To presbyters, as to bishops, the dispensation of the mysteries of God has been committed. (2) For they preside over the churches of Christ and are partners with the bishops in the confecting of the divine body and blood, similarly also in teaching the people and in the office of preaching. By reason of authority, the ordination and consecration of clerics is reserved solely to the bishop, lest, the discipline of the church being claimed by many, it might loosen the concord and generate scandals. Paul the apostle asserted that those presbyters, under the name of bishops, are truly priests when he says to Titus: "I left you behind in Crete for this reason, so that you should put in order what remained to be done, and should appoint elders in every town, as I directed you: someone who is blameless, married only once, whose children are believers, not accused of debauchery and not rebellious. For a bishop... must be blameless" [Titus 1:5-7]. By this statement he showed that presbyters also are to be classified under the name of bishops. (3) And when he wrote to Timothy about the ordination of the bishop and the deacon [see 1 Tim 3:1-13], he was totally silent about presbyters, because he included them in the name of bishops. For the presbyterate is a second and almost joined grade, as he also wrote to the Philippians "[with their] bishops and deacons" [Phil 1:1], since it is not possible that one city would have many bishops. Also in Acts, about to go to Jerusalem, he gathered the presbyters of the church and said to them among other things: "Keep watch over the flock, of which the Holy Spirit has ordained you bishop" [Acts 20:28]. And that such presbyters in the church have been constituted to be just like bishops, both the apostle says to Titus [see Titus 1:6], and the canons themselves testify.
(4) Presbyters are named such, however, by merit and wisdom, not by age. For Moses also was directed to choose presbyters. Whence it is also said in Proverbs: "the beauty of the aged is their grey hair" [Prov 20:29]. What is the grey hair?

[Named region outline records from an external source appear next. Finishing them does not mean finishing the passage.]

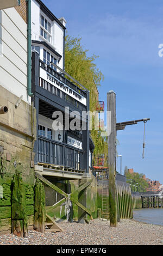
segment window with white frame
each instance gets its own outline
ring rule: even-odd
[[[2,11],[0,10],[0,56],[2,55]]]
[[[51,62],[53,63],[54,63],[57,65],[57,59],[54,58],[53,55],[52,55],[49,52],[46,51],[45,49],[43,49],[43,62],[47,65],[49,65]],[[51,66],[52,69],[54,69],[54,70],[56,70],[56,68],[54,66]]]
[[[52,25],[47,19],[40,14],[40,35],[49,42],[52,42]]]
[[[38,135],[40,136],[46,137],[49,139],[53,139],[53,131],[50,128],[39,125]]]
[[[40,47],[39,46],[36,46],[36,45],[32,46],[32,50],[35,50],[39,53],[39,56],[40,56]]]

There is no doubt that it is wisdom, about which it is written: "the grey hair of men is discretion" [Wis 4:8]. When we read [Gen 5:27] that men from Adam up to Abraham had lived more than nine hundred years, no other person is first called presbyter, that is, elder, except Abraham, who is proven to have lived far fewer years. Therefore presbyters are named not on account of decrepit old age but on account of wisdom. And if this is so, it is a wonder why they are constituted foolish.